Selon les données de RGPH de 2009, 75,7%  des personnes handicapées n’ont aucun niveau d’instruction contre 68.8% pour le niveau national, 73,8% des personnes handicapées ne savent  ni lire ni écrire dans une langue quelconque.

“Les écoles ordinaires ne sont pas préparées pour accueillir les enfants à besoins éducatifs spéciaux, non seulement en termes de pédagogie d’enseignement mais aussi en termes s’accessibilité des infrastructures et équipements. Cependant les écoles spécialisées sont très peu développées et là où elles existent, elles se trouvent dans des conditions non favorables à l’apprentissage (manque d’infrastructure, enseignants non formés recyclés, etc…)”.

A rappeler que  des lois ont été ratifiées par le Gouvernement Malien relatives aux Droits des Personnes Handicapées à savoir la Constitution du Mali de Février 1992,  la Convention 159 de l’OIT relative à l’emploi et à la formation professionnelle des Personnes Handicapées, la Convention Internationale relative aux Droits des Personnes Handicapées, le Traité de Marrekech visant à faciliter l’accès des aveugles, des déficients visuels et des personnes ayant d’autres difficultés de lecture des textes imprimés aux œuvres publiées, la loi N 2018-027 du 12 Juin 2018 relative aux Droits des Personnes vivant avec un handicap et le Statut d’utilité publique des institutions d’éducation spéciale.

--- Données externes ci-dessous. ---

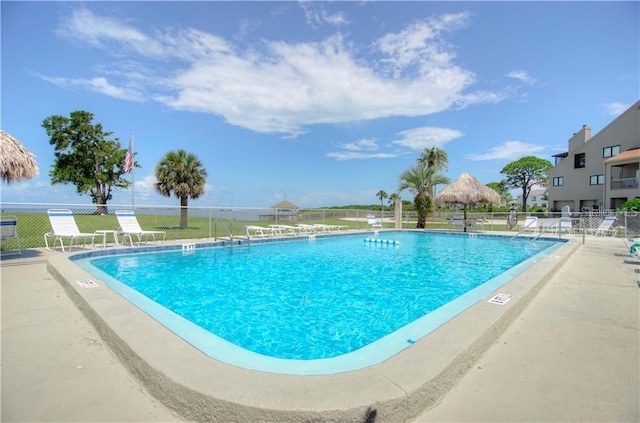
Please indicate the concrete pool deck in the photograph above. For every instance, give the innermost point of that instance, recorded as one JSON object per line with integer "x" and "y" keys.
{"x": 567, "y": 352}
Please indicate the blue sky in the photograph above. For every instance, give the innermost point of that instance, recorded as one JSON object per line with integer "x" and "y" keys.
{"x": 324, "y": 103}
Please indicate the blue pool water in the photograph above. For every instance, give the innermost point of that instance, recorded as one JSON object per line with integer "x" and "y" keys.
{"x": 315, "y": 299}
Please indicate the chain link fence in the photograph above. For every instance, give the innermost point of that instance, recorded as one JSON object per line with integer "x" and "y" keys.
{"x": 217, "y": 222}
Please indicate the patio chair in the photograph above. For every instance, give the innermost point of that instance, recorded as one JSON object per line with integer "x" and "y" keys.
{"x": 261, "y": 231}
{"x": 130, "y": 227}
{"x": 605, "y": 227}
{"x": 63, "y": 225}
{"x": 530, "y": 224}
{"x": 633, "y": 246}
{"x": 375, "y": 223}
{"x": 8, "y": 231}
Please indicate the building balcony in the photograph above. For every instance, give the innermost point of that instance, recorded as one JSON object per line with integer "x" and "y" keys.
{"x": 625, "y": 183}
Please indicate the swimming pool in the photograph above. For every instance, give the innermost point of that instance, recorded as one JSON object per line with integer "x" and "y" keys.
{"x": 316, "y": 307}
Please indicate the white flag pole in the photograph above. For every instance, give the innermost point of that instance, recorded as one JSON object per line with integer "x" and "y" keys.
{"x": 133, "y": 202}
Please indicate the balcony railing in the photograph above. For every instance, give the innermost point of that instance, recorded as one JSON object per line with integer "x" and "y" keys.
{"x": 625, "y": 183}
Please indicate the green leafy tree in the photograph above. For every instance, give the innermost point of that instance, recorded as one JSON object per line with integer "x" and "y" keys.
{"x": 525, "y": 173}
{"x": 419, "y": 180}
{"x": 183, "y": 174}
{"x": 393, "y": 199}
{"x": 382, "y": 195}
{"x": 501, "y": 188}
{"x": 86, "y": 157}
{"x": 437, "y": 159}
{"x": 434, "y": 157}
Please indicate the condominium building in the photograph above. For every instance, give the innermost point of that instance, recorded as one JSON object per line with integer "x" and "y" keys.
{"x": 536, "y": 198}
{"x": 602, "y": 171}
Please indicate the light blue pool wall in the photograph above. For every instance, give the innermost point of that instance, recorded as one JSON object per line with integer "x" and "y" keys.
{"x": 371, "y": 354}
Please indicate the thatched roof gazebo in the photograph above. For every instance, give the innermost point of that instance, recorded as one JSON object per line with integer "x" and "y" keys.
{"x": 16, "y": 162}
{"x": 467, "y": 190}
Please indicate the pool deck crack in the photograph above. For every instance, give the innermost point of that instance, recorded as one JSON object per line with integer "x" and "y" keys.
{"x": 406, "y": 394}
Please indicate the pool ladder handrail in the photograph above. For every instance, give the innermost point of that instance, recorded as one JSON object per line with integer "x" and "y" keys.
{"x": 227, "y": 229}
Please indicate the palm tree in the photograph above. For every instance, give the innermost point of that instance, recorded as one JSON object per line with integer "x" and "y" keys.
{"x": 382, "y": 195}
{"x": 182, "y": 173}
{"x": 393, "y": 198}
{"x": 436, "y": 158}
{"x": 420, "y": 180}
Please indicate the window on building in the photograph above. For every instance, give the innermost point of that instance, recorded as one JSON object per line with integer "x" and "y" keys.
{"x": 611, "y": 151}
{"x": 579, "y": 160}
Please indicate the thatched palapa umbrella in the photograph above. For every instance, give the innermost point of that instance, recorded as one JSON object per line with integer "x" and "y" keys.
{"x": 16, "y": 162}
{"x": 467, "y": 190}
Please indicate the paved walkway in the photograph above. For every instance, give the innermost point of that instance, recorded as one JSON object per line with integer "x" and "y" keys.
{"x": 572, "y": 356}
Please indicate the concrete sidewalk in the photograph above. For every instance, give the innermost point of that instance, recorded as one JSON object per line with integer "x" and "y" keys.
{"x": 573, "y": 355}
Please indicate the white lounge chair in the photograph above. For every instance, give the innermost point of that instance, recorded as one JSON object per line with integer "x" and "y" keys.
{"x": 261, "y": 231}
{"x": 330, "y": 228}
{"x": 375, "y": 223}
{"x": 307, "y": 229}
{"x": 633, "y": 246}
{"x": 9, "y": 230}
{"x": 286, "y": 229}
{"x": 129, "y": 227}
{"x": 530, "y": 224}
{"x": 63, "y": 225}
{"x": 605, "y": 227}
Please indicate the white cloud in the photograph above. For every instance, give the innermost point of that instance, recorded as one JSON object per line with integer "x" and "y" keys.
{"x": 316, "y": 15}
{"x": 363, "y": 144}
{"x": 522, "y": 76}
{"x": 616, "y": 109}
{"x": 426, "y": 137}
{"x": 86, "y": 28}
{"x": 359, "y": 155}
{"x": 275, "y": 86}
{"x": 508, "y": 150}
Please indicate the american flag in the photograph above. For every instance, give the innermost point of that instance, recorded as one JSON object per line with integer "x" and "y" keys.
{"x": 128, "y": 159}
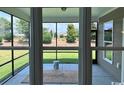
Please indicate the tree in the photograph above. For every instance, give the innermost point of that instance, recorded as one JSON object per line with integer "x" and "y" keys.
{"x": 8, "y": 36}
{"x": 22, "y": 27}
{"x": 47, "y": 38}
{"x": 71, "y": 34}
{"x": 51, "y": 32}
{"x": 5, "y": 27}
{"x": 5, "y": 24}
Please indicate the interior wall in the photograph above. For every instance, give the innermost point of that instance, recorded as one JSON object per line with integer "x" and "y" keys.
{"x": 117, "y": 17}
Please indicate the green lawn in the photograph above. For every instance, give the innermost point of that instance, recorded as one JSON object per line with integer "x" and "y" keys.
{"x": 5, "y": 55}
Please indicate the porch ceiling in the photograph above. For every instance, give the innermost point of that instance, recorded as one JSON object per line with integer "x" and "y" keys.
{"x": 72, "y": 13}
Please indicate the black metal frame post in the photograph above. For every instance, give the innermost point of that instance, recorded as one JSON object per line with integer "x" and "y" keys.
{"x": 12, "y": 45}
{"x": 56, "y": 42}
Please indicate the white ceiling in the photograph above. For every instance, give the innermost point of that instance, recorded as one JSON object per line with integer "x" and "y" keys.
{"x": 70, "y": 12}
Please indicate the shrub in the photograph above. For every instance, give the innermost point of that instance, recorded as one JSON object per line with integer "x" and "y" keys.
{"x": 71, "y": 34}
{"x": 8, "y": 36}
{"x": 61, "y": 36}
{"x": 47, "y": 38}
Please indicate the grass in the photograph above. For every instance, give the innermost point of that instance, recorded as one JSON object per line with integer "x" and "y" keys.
{"x": 5, "y": 55}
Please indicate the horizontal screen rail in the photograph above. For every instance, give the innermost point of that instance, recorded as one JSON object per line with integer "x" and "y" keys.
{"x": 107, "y": 48}
{"x": 13, "y": 59}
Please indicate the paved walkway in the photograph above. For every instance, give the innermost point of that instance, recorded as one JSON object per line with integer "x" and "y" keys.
{"x": 100, "y": 76}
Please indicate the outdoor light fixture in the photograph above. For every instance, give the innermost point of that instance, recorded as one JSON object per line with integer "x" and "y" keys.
{"x": 63, "y": 8}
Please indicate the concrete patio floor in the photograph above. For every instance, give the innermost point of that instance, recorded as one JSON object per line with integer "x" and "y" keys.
{"x": 100, "y": 76}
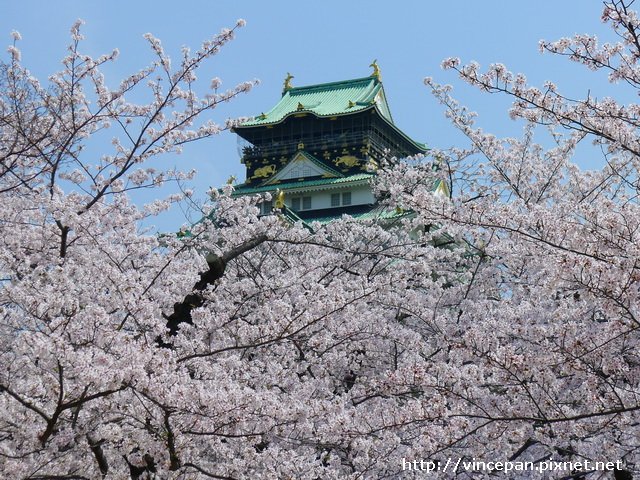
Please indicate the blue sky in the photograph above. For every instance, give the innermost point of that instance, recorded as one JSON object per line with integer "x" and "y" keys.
{"x": 321, "y": 42}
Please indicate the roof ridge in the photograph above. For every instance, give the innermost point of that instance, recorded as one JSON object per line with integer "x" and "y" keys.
{"x": 319, "y": 86}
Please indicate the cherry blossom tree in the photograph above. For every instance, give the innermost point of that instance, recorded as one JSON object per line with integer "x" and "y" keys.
{"x": 498, "y": 324}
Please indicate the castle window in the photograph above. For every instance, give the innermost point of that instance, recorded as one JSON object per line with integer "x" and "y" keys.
{"x": 338, "y": 199}
{"x": 266, "y": 207}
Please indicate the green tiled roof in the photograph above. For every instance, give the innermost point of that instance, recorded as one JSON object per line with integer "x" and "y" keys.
{"x": 376, "y": 214}
{"x": 326, "y": 100}
{"x": 242, "y": 190}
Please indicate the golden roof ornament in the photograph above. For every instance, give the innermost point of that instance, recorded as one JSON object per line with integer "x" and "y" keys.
{"x": 287, "y": 83}
{"x": 376, "y": 70}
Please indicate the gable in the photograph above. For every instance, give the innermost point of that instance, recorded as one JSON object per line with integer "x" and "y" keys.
{"x": 303, "y": 165}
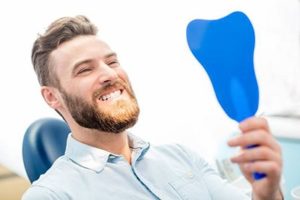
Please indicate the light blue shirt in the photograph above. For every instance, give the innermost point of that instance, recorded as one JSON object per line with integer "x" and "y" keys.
{"x": 167, "y": 172}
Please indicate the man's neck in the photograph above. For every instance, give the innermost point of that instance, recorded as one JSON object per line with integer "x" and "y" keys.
{"x": 111, "y": 142}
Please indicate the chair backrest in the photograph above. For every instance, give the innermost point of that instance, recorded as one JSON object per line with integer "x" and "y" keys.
{"x": 43, "y": 142}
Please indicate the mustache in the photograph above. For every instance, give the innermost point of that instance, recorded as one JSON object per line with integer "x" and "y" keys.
{"x": 112, "y": 84}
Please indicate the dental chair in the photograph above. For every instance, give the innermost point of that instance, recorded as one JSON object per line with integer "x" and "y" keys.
{"x": 44, "y": 141}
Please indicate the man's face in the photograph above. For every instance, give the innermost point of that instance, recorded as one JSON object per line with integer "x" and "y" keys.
{"x": 95, "y": 89}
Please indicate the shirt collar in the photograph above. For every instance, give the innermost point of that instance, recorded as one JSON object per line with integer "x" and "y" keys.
{"x": 94, "y": 158}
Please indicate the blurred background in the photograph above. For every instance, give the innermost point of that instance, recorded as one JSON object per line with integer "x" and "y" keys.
{"x": 176, "y": 98}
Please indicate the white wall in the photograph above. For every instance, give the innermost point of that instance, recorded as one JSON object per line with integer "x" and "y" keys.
{"x": 174, "y": 92}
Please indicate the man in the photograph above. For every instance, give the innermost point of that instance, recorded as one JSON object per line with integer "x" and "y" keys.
{"x": 81, "y": 78}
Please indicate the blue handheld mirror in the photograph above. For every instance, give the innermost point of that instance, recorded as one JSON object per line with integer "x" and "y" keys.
{"x": 225, "y": 48}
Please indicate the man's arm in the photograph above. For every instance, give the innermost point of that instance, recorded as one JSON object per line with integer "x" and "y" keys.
{"x": 265, "y": 158}
{"x": 38, "y": 193}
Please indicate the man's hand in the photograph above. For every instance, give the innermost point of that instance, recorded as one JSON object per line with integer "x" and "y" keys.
{"x": 264, "y": 158}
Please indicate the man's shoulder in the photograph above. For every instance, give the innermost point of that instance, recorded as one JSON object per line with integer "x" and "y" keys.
{"x": 49, "y": 185}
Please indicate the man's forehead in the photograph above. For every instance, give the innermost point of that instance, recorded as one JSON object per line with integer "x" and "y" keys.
{"x": 78, "y": 48}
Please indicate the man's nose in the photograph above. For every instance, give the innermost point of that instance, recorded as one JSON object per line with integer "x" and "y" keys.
{"x": 106, "y": 73}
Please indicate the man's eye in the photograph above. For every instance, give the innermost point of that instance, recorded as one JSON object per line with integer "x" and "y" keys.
{"x": 83, "y": 70}
{"x": 114, "y": 63}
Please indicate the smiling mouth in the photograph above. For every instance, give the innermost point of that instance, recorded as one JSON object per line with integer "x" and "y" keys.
{"x": 111, "y": 95}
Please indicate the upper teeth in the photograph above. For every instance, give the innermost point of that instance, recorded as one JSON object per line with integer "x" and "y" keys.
{"x": 111, "y": 95}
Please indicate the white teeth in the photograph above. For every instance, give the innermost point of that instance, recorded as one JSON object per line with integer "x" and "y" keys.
{"x": 111, "y": 95}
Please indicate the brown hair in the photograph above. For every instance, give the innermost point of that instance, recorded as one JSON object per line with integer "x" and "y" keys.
{"x": 60, "y": 31}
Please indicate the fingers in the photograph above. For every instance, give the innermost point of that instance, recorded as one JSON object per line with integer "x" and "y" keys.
{"x": 272, "y": 169}
{"x": 254, "y": 123}
{"x": 260, "y": 153}
{"x": 255, "y": 137}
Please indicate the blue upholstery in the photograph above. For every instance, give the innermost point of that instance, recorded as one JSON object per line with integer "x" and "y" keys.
{"x": 44, "y": 141}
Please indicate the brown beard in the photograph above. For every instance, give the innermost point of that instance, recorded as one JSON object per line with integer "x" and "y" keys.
{"x": 123, "y": 115}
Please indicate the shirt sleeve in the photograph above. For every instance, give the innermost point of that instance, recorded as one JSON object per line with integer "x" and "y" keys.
{"x": 38, "y": 193}
{"x": 219, "y": 188}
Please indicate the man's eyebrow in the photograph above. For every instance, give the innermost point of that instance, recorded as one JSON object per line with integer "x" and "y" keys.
{"x": 113, "y": 54}
{"x": 80, "y": 63}
{"x": 76, "y": 65}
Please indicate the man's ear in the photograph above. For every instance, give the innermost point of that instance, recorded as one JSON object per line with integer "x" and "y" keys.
{"x": 51, "y": 96}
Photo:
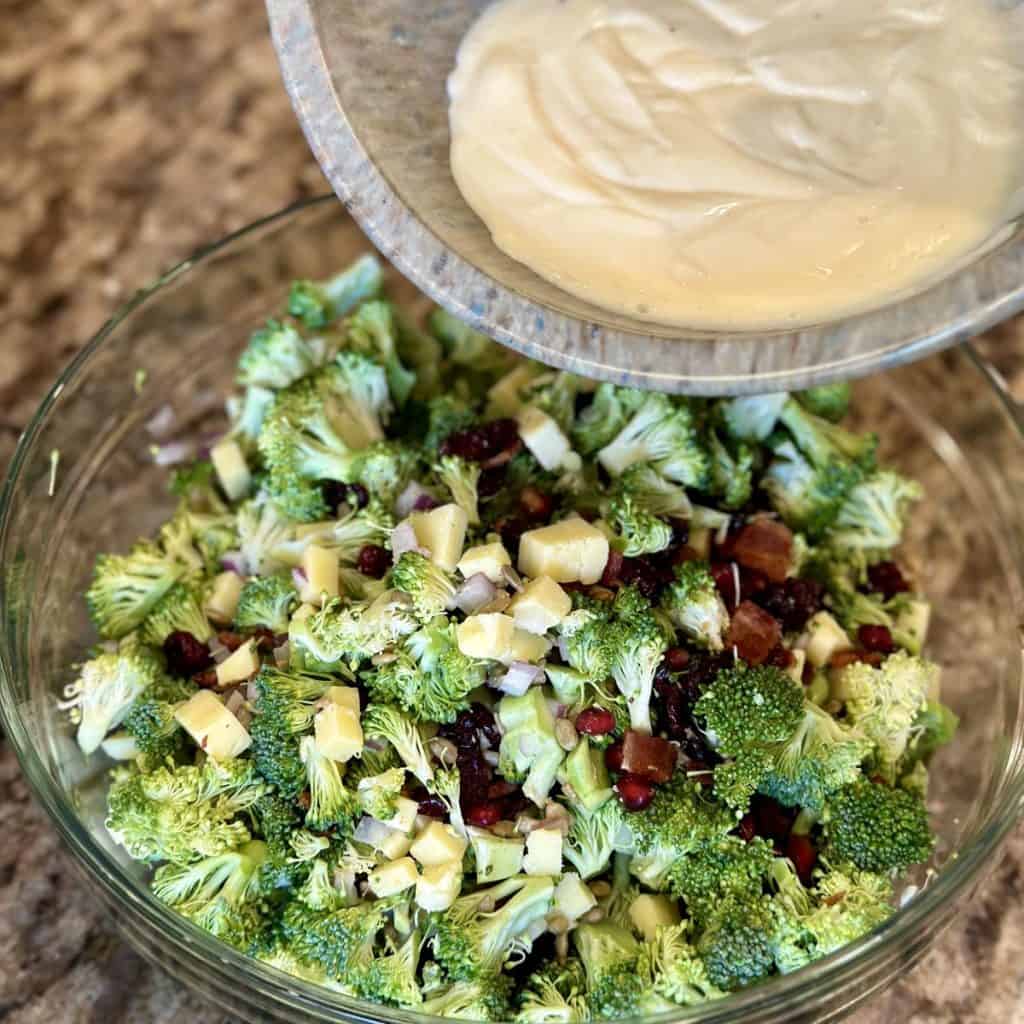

Cependant la réalité est tout autre. Ces institutions qualifiées d’utilité publique meurent à petit feu. On peut citer l’arrêt des études des enfants avec déficiences auditives et intellectuelles après l’obtention du DEF, l’inaccessibilité des enfants avec déficiences auditives aux services sociaux ( inexistence d’interprète de la langue de signe dans les établissements publics et seulement cinq (5) interprètes pour tous les enfants déficients auditifs au Mali), l’inexistence des livrets éducatifs et documents officiels en écriture braille.

L’Etat, qui a reconnu et ratifié des traités, subventionne ces institutions  depuis leur ouverture à hauteur de 23 000 000 FCFA soit 12 000 000 pour l’AMALDEME, 8 000 000 pour l’UMAV et 3 000 000 pour l’AMASOURDS. Ces chiffres restent inchangés malgré le nombre croissant des élèves en situation d’handicap.

Pour le cas de l’UMAV qui a 250 élèves au Mali (Bamako, Ségou, Gao), l’internat, le personnel, la prise en charge des élèves font qu’elle n’arrive pas à supporter les coûts. Pour l’AMALDEME, malgré son statut, elle ne bénéficie d’aucune aide venant des sept (7) Ministères qui doivent l’accompagner. Au-delà de la 6 ème année, les enfants déficients mentaux ne peuvent plus continuer les études et quant à l’AMASOURDS qui a dix (10) Structures spécialisées au Mali avec plus de 500 élèves, elle ne bénéficie non plus d’aucune aide malgré qu’elle n’a pas de cantine ni de bus pour ses élèves.

Ces institutions ne demandent que d’entreprendre les actions concrètes visant à la mise en place des décrets d’application de la loi relative aux Droits des Personnes vivant avec un Handicap (Article 28 de la loi N 2018-027). Aidons ces institutions afin qu’elles puissent aider à leur tour le pays dans le processus du développement.